While you’re not slamming your sausage animals around the screen, there are unlocks tied to coins and experience points (of sorts). As you play, you’ll earn points toward a new loot crate-style reward, which is either new animals friends to use or new skins. Coins are also picked up in Adventure Mode from interacting with objects and completing tasks, and go toward unlocking new hats for your characters to wear throughout your game. I know “loot crate” is a bit of a loaded term these days, but really it’s just a random unlock you get from playing the game. There’s no monetization of it, and it’s just a way to get stuff to encourage you to keep playing with it until it’s spent.

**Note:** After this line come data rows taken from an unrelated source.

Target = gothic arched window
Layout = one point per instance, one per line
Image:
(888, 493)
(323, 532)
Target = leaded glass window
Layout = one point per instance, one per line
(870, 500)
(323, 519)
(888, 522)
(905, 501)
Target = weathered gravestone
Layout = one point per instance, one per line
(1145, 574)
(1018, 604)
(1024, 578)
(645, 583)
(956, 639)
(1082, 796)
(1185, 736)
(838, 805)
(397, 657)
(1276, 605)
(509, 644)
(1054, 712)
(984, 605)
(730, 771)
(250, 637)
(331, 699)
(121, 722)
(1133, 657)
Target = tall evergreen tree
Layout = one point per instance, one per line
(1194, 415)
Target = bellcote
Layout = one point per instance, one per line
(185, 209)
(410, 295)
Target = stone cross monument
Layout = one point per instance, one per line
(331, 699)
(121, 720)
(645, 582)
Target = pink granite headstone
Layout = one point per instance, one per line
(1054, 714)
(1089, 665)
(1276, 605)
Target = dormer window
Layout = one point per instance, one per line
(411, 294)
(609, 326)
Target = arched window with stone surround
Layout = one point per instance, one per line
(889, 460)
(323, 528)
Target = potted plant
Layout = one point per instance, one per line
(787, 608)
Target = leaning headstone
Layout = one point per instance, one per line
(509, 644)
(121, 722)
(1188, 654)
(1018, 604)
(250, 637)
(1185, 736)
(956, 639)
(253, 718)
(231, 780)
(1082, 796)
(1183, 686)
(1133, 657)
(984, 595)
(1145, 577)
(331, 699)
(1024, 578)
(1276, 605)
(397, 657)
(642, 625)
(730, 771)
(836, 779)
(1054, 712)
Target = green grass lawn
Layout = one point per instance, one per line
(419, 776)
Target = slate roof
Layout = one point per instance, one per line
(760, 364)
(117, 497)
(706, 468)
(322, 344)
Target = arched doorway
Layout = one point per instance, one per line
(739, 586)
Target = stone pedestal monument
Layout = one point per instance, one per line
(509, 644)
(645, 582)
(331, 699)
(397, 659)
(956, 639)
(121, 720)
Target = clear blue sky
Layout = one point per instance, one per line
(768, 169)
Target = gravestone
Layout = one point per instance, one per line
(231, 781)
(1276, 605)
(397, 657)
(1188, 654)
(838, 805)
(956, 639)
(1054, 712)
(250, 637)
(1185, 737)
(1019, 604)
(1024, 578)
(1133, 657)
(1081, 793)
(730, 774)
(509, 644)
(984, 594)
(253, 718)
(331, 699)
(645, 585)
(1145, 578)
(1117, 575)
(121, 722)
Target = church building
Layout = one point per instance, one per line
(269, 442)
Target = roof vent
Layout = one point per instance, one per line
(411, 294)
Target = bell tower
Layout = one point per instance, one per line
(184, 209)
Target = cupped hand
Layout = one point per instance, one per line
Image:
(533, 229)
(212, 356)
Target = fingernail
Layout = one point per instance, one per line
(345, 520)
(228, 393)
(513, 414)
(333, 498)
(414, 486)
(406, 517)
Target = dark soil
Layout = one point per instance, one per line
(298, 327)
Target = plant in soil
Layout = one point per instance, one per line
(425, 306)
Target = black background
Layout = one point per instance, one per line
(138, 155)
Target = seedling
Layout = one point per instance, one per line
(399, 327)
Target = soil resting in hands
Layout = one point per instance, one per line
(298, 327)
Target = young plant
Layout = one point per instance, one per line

I did encounter some performance issues during my time with Sausage. For starters, it seems that changing the game type at the end of a match without backing out to the menu first will render the next game type almost unplayable. So, if you end a match of Sumo and fire up Soccer without quitting out of the map, the spikes from Sumo will remain on the map, breaking that game type. If you switched to Paint, the paint won”t even cover the floor, so you literally can’t win or lose the game without quitting. This also once led to a match where the framerate dropped to about 1 FPS for no reason, forcing me to reset my Switch. Also, there is no online play at all — the game is strictly couch co-op. I didn’t suffer any lag with up to eight AI players, but can eight controllers even connect to a Switch? I’ve never tried to take on that many units at once.
Sausage Sports Club isn’t a particularly girthy game, and the motion of its ocean is sometimes a bit choppy, but ultimately this is a unique and charming party game that’ll leave your group of friends sloppily coming back for seconds.
Just try to give it a little time between rounds — it won’t last all night.
[This review is based on a retail build of the game provided by the publisher.]